* Re: [patch] Cache error recovery
2006-12-19 17:05 [patch] Cache error recovery Russ Anderson
@ 2006-12-20 1:33 ` Hidetoshi Seto
2006-12-20 17:32 ` Russ Anderson
2006-12-21 1:58 ` Hidetoshi Seto
2 siblings, 0 replies; 4+ messages in thread
From: Hidetoshi Seto @ 2006-12-20 1:33 UTC (permalink / raw)
To: linux-ia64
Russ Anderson wrote:
> @@ -688,11 +690,11 @@ recover_from_processor_error(int platfor
> * The cache check and bus check bits have four possible states
> * cc bc
> * 0 0 Weird record, not recovered
> - * 1 0 Cache error, not recovered
> + * 1 0 Cache error, attempt recovered
> * 0 1 I/O error, attempt recovery
> * 1 1 Memory error, attempt recovery
> */
Which is right, attempt-"recovered" or "recovery"?

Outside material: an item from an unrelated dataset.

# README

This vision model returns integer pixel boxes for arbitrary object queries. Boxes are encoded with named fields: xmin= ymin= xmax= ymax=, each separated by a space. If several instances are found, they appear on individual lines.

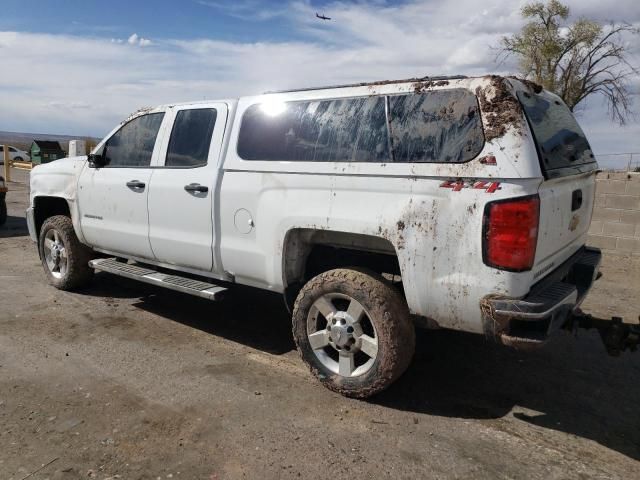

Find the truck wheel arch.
xmin=33 ymin=196 xmax=71 ymax=238
xmin=282 ymin=228 xmax=401 ymax=311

> - if (psp->bc = 0 || pbci = NULL)
> + if (psp->cc = 0 && (psp->bc = 0 || pbci = NULL))
> return fatal_mca("No bus check");
The message should be replaced by more appropriate one...
"No recoverable check" or just "Weird record"?
And also there are some comments need to be fixed since this
patch makes it incorrect, ex.
> /*
> * Well, here is only one bus error.
> */
Thanks,
H.Seto
^ permalink raw reply [flat|nested] 4+ messages in thread* Re: [patch] Cache error recovery
2006-12-19 17:05 [patch] Cache error recovery Russ Anderson
2006-12-20 1:33 ` Hidetoshi Seto
@ 2006-12-20 17:32 ` Russ Anderson
2006-12-21 1:58 ` Hidetoshi Seto
2 siblings, 0 replies; 4+ messages in thread
From: Russ Anderson @ 2006-12-20 17:32 UTC (permalink / raw)
To: linux-ia64
Hidetoshi Seto wrote:
> Russ Anderson wrote:
> > @@ -688,11 +690,11 @@ recover_from_processor_error(int platfor
> > * The cache check and bus check bits have four possible states
> > * cc bc
> > * 0 0 Weird record, not recovered
> > - * 1 0 Cache error, not recovered
> > + * 1 0 Cache error, attempt recovered
> > * 0 1 I/O error, attempt recovery
> > * 1 1 Memory error, attempt recovery
> > */
>
> Which is right, attempt-"recovered" or "recovery"?
>
> > - if (psp->bc = 0 || pbci = NULL)
> > + if (psp->cc = 0 && (psp->bc = 0 || pbci = NULL))
> > return fatal_mca("No bus check");
>
> The message should be replaced by more appropriate one...
> "No recoverable check" or just "Weird record"?
>
> And also there are some comments need to be fixed since this
> patch makes it incorrect, ex.
>
> > /*
> > * Well, here is only one bus error.
> > */
>
> Thanks,
> H.Seto
Here is an updated patch with comment clean up.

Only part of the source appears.